JUNE 21, 2018
Incident: Uncontained engine failure in the No. 1 engine and subsequent fire.
A British Airways Boeing 777-236ER, powered by General Electric GE90-85BG11 turbofan engines, on a takeoff ground roll at McCarran International Airport, Las Vegas, Nevada on September 8, 2015. During the takeoff roll, the cockpit voice recorder (CVR) recorded a “bang” sound at 1612:51.5,. Immediately afterward, the airplane veered to the left. and the CVR recorded the engine indicating and crew alerting system (EICAS) aural annunciation “engine fail.”. The captain moved the thrust reverser levers to their idle positions and began the rejected takeoff maneuver.
The airplane’s airspeed at the time of the rejected takeoff maneuver was about 77 knots. The start of the rejected takeoff maneuver occurred 2 seconds after the “bang” sound, and the airplane came to a stop 13 seconds after the rejected takeoff maneuver began.
The RFO observed black smoke, an orange glow, and a cabin window glass becoming “crazed.” He told a cabin crewmember to get ready to evacuate and returned to the flight deck and requested for evacuation.
All 157 passengers and 13 crewmembers evacuated the airplane through various exits and slides. Evacuation was completed about 2 minutes 32 seconds after the captain’s initial command to evacuate (1614:23).
The airplane was substantially damaged from the fire.
The failure of the left engine high-pressure compressor (HPC) stage 8-10 spool, which caused the main fuel supply line to become detached from the engine main fuel pump and release fuel, resulting in a fire on the left side of the airplane.
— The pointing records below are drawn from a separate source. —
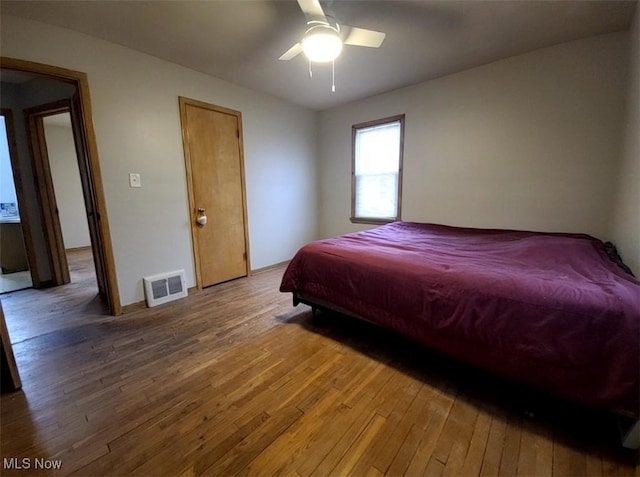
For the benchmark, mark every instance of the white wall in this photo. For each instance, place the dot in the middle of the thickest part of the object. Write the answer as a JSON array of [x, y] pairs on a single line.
[[65, 174], [136, 117], [529, 142], [626, 216]]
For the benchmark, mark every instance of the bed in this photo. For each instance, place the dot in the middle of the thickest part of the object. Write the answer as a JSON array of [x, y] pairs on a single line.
[[551, 311]]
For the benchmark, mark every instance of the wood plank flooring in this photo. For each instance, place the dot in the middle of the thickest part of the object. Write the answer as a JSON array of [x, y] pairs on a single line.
[[235, 381]]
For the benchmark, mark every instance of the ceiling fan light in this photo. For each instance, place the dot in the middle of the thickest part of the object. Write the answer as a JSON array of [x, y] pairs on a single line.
[[322, 45]]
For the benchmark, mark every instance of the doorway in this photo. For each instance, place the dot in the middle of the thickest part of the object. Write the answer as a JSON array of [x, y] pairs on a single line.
[[212, 140], [14, 266], [44, 235]]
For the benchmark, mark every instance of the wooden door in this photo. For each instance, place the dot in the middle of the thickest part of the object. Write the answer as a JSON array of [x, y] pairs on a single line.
[[42, 171], [89, 195], [212, 138]]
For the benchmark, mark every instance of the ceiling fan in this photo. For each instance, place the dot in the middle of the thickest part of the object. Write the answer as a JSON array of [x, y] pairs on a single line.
[[324, 37]]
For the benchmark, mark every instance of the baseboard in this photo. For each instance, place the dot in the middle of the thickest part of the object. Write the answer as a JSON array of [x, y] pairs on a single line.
[[271, 267]]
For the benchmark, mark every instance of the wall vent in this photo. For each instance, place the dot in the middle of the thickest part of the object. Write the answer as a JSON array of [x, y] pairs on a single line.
[[164, 287]]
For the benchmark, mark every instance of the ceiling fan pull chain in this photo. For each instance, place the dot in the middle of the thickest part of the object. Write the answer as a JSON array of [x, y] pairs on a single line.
[[333, 76]]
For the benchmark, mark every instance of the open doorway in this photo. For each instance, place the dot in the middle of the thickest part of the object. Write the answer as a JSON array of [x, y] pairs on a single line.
[[14, 266], [60, 201]]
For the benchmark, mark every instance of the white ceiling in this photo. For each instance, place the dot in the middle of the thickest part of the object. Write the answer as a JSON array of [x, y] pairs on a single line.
[[240, 41]]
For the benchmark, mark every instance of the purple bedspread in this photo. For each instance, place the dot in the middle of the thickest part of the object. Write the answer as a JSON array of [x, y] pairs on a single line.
[[549, 310]]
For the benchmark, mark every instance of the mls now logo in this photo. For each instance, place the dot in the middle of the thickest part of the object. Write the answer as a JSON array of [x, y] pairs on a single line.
[[26, 463]]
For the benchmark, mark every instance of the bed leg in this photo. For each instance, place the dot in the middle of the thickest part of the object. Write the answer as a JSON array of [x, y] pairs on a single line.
[[314, 315], [631, 437]]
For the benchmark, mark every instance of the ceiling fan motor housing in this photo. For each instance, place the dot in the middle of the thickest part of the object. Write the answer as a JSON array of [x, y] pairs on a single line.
[[322, 42]]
The HPC stage 8-10 spool failed due to a sustained-peak low-cycle fatigue crack that initiated in the web of the stage 8 disk; the cause of the crack initiation could not be identified by physical inspection and stress and lifing analysis.
Factors contributing to this accident was the lack of inspection procedures for the stage 8 disk web.
At the time of the accident, the left GE90-85BG11 turbofan engine. had accumulated 66,801 total hours and 9,992 total cycles.
The left engine had a manufacture date of June 28, 1999, and was installed on the accident airplane on January 10, 2015. At the time of the accident, the engine had accumulated 3,645 hours and 503 cycles since its last shop visit, which occurred during June and July 2014 at GE Aviation’s facility in Wales, United Kingdom.